Write numbers from 0 to 20. Represent a number of objects with a written numeral 0-20 (with 0 representing a count of no objects).
Count to tell the number of objects.
Understand the relationship between numbers and quantities; connect counting to cardinality.
When counting objects, say the number names in the standard order, pairing each object with one and only one number name and each number name with one and only one object.
Understand that the last number name said tells the number of objects counted. The number of objects is the same regardless of their arrangement or the order in which they were counted.
Understand that each successive number name refers to a quantity that is one larger.
Count to answer “how many?” questions about as many as 20 things arranged in a line, a rectangular array, or a circle, or as many as 10 things in a scattered configuration; given a number from 1-20, count out that many objects.
Identify whether the number of objects in one group is greater than, less than, or equal to the number of objects in another group, e.g., by using matching and counting strategies.
Compare two numbers between 1 and 10 presented as written numerals.
For any number from 1 to 9, find the number that makes 10 when added to the given number, e.g., by using objects or drawings, and record the answer with a drawing or equation.
Work with numbers 11-19 to gain foundations for place value.
Compose and decompose numbers from 11 to 19 into ten ones and some further ones, e.g., by using objects or drawings, and record each composition or decomposition by a drawing or equation (such as 18 = 10 + 8); understand that these numbers are composed of ten ones and one, two, three, four, five, six, seven, eight, or nine ones.
First Grade Common Core Standards
Add and subtract within 20.
Relate counting to addition and subtraction (e.g., by counting on 2 to add 2).

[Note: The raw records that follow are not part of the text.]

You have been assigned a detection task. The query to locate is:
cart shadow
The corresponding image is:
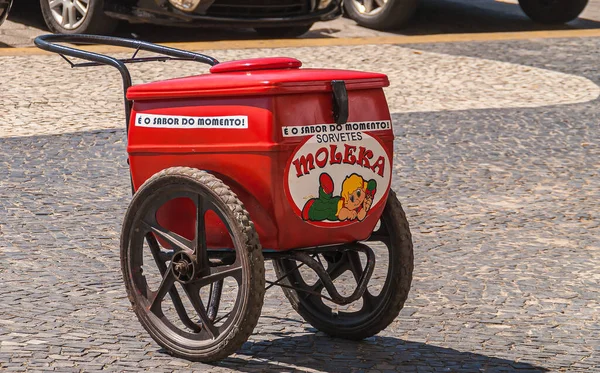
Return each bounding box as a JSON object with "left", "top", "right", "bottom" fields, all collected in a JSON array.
[{"left": 214, "top": 332, "right": 549, "bottom": 372}]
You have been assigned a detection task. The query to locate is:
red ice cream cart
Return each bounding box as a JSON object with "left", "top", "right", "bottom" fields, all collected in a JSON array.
[{"left": 35, "top": 34, "right": 414, "bottom": 362}]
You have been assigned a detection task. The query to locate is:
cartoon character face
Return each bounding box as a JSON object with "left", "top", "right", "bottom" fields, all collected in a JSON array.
[{"left": 346, "top": 187, "right": 366, "bottom": 211}]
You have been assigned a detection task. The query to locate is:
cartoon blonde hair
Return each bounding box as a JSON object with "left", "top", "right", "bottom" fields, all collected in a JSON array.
[{"left": 341, "top": 173, "right": 366, "bottom": 201}]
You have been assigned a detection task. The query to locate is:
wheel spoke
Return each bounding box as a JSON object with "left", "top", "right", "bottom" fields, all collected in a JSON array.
[
  {"left": 194, "top": 194, "right": 210, "bottom": 273},
  {"left": 374, "top": 0, "right": 385, "bottom": 7},
  {"left": 168, "top": 285, "right": 202, "bottom": 332},
  {"left": 67, "top": 5, "right": 77, "bottom": 27},
  {"left": 158, "top": 250, "right": 174, "bottom": 262},
  {"left": 61, "top": 5, "right": 68, "bottom": 26},
  {"left": 195, "top": 194, "right": 207, "bottom": 253},
  {"left": 184, "top": 285, "right": 219, "bottom": 339},
  {"left": 207, "top": 280, "right": 223, "bottom": 322},
  {"left": 310, "top": 253, "right": 351, "bottom": 294},
  {"left": 48, "top": 0, "right": 61, "bottom": 10},
  {"left": 347, "top": 251, "right": 364, "bottom": 284},
  {"left": 325, "top": 254, "right": 352, "bottom": 281},
  {"left": 146, "top": 234, "right": 169, "bottom": 271},
  {"left": 150, "top": 269, "right": 176, "bottom": 314},
  {"left": 195, "top": 262, "right": 242, "bottom": 288},
  {"left": 362, "top": 290, "right": 378, "bottom": 312},
  {"left": 363, "top": 0, "right": 374, "bottom": 13},
  {"left": 145, "top": 234, "right": 200, "bottom": 331},
  {"left": 74, "top": 0, "right": 87, "bottom": 16},
  {"left": 142, "top": 220, "right": 193, "bottom": 252}
]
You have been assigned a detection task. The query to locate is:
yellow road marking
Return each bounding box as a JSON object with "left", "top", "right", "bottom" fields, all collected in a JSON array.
[{"left": 2, "top": 28, "right": 600, "bottom": 56}]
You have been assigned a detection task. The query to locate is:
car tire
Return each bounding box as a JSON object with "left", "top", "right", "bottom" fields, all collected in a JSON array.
[
  {"left": 518, "top": 0, "right": 588, "bottom": 24},
  {"left": 254, "top": 24, "right": 313, "bottom": 38},
  {"left": 40, "top": 0, "right": 118, "bottom": 34},
  {"left": 344, "top": 0, "right": 418, "bottom": 30},
  {"left": 0, "top": 0, "right": 13, "bottom": 26}
]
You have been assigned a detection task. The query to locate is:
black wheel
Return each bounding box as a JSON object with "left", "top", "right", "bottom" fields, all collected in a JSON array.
[
  {"left": 254, "top": 24, "right": 313, "bottom": 38},
  {"left": 120, "top": 167, "right": 265, "bottom": 362},
  {"left": 344, "top": 0, "right": 418, "bottom": 30},
  {"left": 518, "top": 0, "right": 588, "bottom": 24},
  {"left": 273, "top": 190, "right": 413, "bottom": 339},
  {"left": 40, "top": 0, "right": 118, "bottom": 34}
]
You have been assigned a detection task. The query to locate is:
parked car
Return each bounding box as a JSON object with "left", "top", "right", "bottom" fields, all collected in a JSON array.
[
  {"left": 344, "top": 0, "right": 589, "bottom": 30},
  {"left": 38, "top": 0, "right": 341, "bottom": 36},
  {"left": 0, "top": 0, "right": 12, "bottom": 26}
]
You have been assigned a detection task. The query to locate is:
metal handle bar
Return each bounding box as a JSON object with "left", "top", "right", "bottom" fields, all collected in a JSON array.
[{"left": 34, "top": 34, "right": 220, "bottom": 133}]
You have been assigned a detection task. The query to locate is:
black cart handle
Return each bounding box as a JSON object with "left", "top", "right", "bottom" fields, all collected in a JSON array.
[{"left": 34, "top": 34, "right": 220, "bottom": 133}]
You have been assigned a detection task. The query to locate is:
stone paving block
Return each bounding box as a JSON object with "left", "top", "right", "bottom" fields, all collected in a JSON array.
[{"left": 0, "top": 36, "right": 599, "bottom": 373}]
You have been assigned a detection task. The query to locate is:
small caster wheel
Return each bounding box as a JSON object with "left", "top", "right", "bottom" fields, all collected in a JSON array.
[{"left": 120, "top": 167, "right": 265, "bottom": 362}]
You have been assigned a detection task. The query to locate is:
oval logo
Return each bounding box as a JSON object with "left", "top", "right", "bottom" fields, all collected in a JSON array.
[{"left": 285, "top": 132, "right": 392, "bottom": 227}]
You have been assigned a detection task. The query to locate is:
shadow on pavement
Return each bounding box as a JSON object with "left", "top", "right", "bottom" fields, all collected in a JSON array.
[
  {"left": 396, "top": 0, "right": 600, "bottom": 35},
  {"left": 5, "top": 0, "right": 600, "bottom": 46},
  {"left": 5, "top": 0, "right": 45, "bottom": 30},
  {"left": 211, "top": 332, "right": 549, "bottom": 372},
  {"left": 112, "top": 0, "right": 600, "bottom": 43}
]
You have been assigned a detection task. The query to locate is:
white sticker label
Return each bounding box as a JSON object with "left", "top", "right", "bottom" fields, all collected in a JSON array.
[
  {"left": 282, "top": 121, "right": 392, "bottom": 137},
  {"left": 135, "top": 114, "right": 248, "bottom": 129},
  {"left": 285, "top": 132, "right": 391, "bottom": 226}
]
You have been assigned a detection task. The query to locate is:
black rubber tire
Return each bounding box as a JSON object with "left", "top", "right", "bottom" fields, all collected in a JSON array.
[
  {"left": 344, "top": 0, "right": 418, "bottom": 30},
  {"left": 40, "top": 0, "right": 118, "bottom": 34},
  {"left": 254, "top": 24, "right": 313, "bottom": 38},
  {"left": 0, "top": 0, "right": 13, "bottom": 26},
  {"left": 274, "top": 190, "right": 413, "bottom": 340},
  {"left": 120, "top": 167, "right": 265, "bottom": 362},
  {"left": 518, "top": 0, "right": 588, "bottom": 24}
]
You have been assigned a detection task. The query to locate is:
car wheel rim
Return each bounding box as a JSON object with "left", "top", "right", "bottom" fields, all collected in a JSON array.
[
  {"left": 48, "top": 0, "right": 88, "bottom": 30},
  {"left": 352, "top": 0, "right": 388, "bottom": 16}
]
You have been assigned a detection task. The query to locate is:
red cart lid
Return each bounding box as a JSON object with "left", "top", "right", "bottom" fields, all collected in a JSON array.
[{"left": 126, "top": 57, "right": 389, "bottom": 100}]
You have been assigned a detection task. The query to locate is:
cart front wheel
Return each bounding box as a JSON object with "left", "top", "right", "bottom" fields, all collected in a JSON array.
[
  {"left": 273, "top": 190, "right": 413, "bottom": 339},
  {"left": 120, "top": 167, "right": 265, "bottom": 362}
]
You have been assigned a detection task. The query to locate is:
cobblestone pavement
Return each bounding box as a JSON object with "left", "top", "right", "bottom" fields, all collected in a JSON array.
[
  {"left": 0, "top": 44, "right": 598, "bottom": 138},
  {"left": 1, "top": 37, "right": 600, "bottom": 372}
]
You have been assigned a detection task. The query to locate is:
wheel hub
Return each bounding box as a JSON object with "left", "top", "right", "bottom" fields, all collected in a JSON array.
[
  {"left": 352, "top": 0, "right": 388, "bottom": 16},
  {"left": 48, "top": 0, "right": 89, "bottom": 30},
  {"left": 171, "top": 251, "right": 196, "bottom": 284}
]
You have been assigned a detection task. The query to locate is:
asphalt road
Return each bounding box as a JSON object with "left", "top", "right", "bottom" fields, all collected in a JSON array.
[{"left": 2, "top": 0, "right": 600, "bottom": 47}]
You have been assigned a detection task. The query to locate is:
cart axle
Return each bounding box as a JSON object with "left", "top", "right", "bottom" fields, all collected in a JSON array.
[{"left": 265, "top": 243, "right": 376, "bottom": 306}]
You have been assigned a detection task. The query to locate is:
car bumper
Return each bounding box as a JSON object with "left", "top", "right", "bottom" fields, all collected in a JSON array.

Add and subtract within 20, demonstrating fluency for addition and subtraction within 10. Use strategies such as counting on; making ten (e.g., 8 + 6 = 8 + 2 + 4 = 10 + 4 = 14); decomposing a number leading to a ten (e.g., 13 – 4 = 13 – 3 – 1 = 10 – 1 = 9); using the relationship between addition and subtraction (e.g., knowing that 8 + 4 = 12, one knows 12 – 8 = 4); and creating equivalent but easier or known sums (e.g., adding 6 + 7 by creating the known equivalent 6 + 6 + 1 = 12 + 1 = 13).
Work with addition and subtraction equations.
Understand the meaning of the equal sign, and determine if equations involving addition and subtraction are true or false. For example, which of the following equations are true and which are false? 6 = 6, 7 = 8 – 1, 5 + 2 = 2 + 5, 4 + 1 = 5 + 2.
Understand place value.
Understand that the two digits of a two-digit number represent amounts of tens and ones. Understand the following as special cases:
10 can be thought of as a bundle of ten ones — called a “ten.”
The numbers from 11 to 19 are composed of a ten and one, two, three, four, five, six, seven, eight, or nine ones.
The numbers 10, 20, 30, 40, 50, 60, 70, 80, 90 refer to one, two, three, four, five, six, seven, eight, or nine tens (and 0 ones).
Compare two two-digit numbers based on meanings of the tens and ones digits, recording the results of comparisons with the symbols >, =, and <. Use place value understanding and properties of operations to add and subtract.
Add within 100, including adding a two-digit number and a one-digit number, and adding a two-digit number and a multiple of 10, using concrete models or drawings and strategies based on place value, properties of operations, and/or the relationship between addition and subtraction; relate the strategy to a written method and explain the reasoning used. Understand that in adding two-digit numbers, one adds tens and tens, ones and ones; and sometimes it is necessary to compose a ten.